May 26, 2009

Completion of Week 22!

Since this past Monday was Memorial Day there is no official weigh in this week. However it's technically the end of Week 22 and I couldn't let the week go by without posting!

It's been a crazy week, somewhat stressful, busy at work and just a lot going. It would have been an easy week to throw the whole plan out the window, grab some skittles and have at it. Instead I know that I've made a lifestyle change, and when I was stressing out over whatever it might have been, I chose healthy options. I drank a glass of water, I had some hot tea or I snacked on grapes or another piece of fruit. I went for a walk, I wrote my inner-most feelings somewhere other than this blog. I just did something other than turn to food.
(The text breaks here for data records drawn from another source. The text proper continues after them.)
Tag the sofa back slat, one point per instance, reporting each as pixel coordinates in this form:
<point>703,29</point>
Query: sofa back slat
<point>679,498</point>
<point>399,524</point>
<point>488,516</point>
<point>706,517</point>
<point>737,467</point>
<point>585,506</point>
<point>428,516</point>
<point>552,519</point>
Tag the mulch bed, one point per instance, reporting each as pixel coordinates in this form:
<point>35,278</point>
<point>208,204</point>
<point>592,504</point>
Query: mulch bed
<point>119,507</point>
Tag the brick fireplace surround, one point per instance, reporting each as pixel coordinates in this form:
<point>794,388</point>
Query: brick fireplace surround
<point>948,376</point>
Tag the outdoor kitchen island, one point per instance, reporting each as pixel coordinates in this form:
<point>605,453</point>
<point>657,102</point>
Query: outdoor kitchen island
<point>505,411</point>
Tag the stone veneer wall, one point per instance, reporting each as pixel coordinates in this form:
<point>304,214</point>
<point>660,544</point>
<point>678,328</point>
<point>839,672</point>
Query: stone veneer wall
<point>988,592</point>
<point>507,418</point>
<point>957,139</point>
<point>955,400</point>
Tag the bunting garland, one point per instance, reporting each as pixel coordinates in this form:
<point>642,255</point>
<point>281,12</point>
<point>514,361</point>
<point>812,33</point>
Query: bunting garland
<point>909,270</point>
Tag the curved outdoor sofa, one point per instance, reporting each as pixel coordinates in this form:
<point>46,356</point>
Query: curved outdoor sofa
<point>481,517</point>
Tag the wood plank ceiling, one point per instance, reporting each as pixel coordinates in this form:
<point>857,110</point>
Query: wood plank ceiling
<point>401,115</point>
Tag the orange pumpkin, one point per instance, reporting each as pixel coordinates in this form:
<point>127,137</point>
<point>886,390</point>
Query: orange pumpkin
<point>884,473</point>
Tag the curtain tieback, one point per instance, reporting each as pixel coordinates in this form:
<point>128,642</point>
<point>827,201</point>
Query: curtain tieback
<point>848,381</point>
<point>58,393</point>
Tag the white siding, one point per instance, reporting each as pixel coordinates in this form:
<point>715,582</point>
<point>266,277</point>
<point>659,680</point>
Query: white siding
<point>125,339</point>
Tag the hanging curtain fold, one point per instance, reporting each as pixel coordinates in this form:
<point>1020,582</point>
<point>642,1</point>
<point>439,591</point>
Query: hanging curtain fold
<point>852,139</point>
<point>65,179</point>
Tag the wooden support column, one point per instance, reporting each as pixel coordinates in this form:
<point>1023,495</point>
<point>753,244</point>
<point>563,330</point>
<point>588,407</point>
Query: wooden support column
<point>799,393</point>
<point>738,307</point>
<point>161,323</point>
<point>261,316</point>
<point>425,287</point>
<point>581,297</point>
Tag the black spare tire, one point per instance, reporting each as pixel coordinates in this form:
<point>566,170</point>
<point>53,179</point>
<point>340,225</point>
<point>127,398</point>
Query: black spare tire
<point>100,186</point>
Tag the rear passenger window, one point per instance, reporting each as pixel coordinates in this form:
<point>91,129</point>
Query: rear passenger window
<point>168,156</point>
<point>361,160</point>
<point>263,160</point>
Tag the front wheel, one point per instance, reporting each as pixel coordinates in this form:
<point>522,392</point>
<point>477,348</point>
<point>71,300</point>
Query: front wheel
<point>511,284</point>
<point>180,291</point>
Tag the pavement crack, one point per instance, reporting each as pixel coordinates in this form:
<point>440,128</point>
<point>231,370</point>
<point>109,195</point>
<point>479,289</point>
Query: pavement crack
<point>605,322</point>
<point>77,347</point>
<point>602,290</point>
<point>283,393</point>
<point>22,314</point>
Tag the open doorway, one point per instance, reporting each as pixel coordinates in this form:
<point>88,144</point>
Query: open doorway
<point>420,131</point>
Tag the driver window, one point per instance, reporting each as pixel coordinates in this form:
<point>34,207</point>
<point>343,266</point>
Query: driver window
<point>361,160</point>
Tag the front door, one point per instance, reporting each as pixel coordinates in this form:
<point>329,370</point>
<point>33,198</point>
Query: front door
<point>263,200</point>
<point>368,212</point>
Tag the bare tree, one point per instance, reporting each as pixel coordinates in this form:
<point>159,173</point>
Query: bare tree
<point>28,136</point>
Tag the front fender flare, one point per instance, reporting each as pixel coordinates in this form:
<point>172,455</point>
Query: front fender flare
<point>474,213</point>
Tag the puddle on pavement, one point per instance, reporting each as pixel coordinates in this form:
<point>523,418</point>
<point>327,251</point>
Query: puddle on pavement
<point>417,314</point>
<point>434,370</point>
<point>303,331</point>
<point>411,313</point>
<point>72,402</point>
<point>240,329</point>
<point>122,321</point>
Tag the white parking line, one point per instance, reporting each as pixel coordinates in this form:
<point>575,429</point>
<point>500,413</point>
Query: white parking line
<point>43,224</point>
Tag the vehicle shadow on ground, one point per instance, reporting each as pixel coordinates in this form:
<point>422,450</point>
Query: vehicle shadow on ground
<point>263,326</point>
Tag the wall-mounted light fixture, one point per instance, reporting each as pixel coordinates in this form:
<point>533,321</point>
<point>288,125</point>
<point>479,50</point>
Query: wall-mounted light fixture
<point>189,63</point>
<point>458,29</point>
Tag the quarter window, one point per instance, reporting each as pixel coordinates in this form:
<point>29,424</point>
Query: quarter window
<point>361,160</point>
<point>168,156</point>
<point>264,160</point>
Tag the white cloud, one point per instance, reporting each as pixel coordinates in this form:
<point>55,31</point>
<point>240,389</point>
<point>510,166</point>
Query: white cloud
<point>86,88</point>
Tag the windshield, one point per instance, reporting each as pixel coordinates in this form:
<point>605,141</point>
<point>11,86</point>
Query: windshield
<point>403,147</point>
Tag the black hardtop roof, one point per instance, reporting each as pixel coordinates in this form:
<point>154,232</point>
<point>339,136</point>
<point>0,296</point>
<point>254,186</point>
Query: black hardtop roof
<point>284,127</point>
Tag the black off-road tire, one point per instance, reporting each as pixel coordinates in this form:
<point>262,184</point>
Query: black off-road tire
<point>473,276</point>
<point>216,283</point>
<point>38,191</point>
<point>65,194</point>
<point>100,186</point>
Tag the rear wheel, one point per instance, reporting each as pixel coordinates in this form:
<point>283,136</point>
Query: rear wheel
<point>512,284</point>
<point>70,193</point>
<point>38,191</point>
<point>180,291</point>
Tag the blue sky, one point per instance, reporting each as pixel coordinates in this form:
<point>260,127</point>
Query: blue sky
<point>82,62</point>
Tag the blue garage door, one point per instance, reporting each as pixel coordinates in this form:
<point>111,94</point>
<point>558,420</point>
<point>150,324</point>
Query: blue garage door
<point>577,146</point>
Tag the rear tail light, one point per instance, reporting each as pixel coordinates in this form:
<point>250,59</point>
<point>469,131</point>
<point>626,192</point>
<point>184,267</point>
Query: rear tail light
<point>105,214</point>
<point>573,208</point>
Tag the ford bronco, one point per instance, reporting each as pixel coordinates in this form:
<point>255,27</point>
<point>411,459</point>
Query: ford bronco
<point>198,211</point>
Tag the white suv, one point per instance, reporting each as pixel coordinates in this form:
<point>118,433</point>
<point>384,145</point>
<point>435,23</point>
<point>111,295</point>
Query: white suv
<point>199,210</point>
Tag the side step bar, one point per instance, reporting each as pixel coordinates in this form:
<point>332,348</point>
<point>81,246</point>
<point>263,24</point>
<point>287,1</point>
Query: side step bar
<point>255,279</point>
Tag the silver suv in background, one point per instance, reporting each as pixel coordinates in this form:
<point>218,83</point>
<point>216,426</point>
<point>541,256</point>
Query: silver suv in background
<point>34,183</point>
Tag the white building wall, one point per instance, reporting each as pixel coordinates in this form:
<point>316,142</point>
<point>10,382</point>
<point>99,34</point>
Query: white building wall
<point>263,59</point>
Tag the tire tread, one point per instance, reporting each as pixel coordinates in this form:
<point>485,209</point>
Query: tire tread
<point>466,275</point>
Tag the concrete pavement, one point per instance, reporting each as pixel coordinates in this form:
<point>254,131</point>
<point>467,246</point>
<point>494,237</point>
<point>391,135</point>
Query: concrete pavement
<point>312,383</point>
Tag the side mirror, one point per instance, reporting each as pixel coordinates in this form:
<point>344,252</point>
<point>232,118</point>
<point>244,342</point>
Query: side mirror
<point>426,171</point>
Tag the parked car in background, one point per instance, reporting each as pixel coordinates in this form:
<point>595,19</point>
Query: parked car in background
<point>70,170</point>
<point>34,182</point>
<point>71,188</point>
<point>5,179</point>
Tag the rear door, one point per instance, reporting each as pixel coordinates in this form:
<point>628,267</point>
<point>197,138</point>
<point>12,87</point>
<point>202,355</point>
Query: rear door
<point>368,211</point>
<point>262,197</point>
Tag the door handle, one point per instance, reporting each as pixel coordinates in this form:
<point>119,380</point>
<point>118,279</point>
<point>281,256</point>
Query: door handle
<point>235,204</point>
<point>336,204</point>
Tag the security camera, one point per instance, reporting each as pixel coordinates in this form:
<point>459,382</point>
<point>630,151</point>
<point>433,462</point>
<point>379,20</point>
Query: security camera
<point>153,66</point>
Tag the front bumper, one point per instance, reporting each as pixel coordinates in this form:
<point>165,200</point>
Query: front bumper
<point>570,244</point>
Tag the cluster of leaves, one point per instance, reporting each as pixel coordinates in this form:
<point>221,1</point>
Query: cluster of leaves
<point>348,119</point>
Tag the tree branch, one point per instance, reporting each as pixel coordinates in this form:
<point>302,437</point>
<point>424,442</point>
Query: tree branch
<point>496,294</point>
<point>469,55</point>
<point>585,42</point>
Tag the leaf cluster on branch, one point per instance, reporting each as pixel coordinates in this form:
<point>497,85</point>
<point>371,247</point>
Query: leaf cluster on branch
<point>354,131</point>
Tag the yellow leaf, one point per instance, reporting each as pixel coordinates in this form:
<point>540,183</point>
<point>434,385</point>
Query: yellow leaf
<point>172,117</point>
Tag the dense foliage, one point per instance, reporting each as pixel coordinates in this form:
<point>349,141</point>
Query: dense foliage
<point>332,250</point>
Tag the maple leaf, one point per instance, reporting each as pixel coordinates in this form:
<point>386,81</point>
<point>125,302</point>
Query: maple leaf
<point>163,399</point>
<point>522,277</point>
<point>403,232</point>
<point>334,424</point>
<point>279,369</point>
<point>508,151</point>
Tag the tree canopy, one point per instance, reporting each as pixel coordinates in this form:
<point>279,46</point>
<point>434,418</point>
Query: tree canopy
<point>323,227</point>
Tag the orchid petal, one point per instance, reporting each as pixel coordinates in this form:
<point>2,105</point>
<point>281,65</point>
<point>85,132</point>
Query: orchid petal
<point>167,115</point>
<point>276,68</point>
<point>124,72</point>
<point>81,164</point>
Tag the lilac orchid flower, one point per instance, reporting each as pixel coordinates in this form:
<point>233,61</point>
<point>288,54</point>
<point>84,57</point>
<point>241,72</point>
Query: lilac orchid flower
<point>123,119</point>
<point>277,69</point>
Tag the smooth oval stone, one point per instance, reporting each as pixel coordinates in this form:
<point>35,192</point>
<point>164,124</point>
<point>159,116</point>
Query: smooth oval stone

I can remember being on "programs" in the past and knowing I'd be skipping a week for a weigh in, either because of vacation or because of a holiday or something. That's sometimes the time when it's easy to say, I can be a 'little' bad, because, there is an extra week in there to fix what went wrong! I was amazed that I didn't do that this week. I stuck it out, knowing that I'd be going two weeks for a weigh in, and made it through, so far!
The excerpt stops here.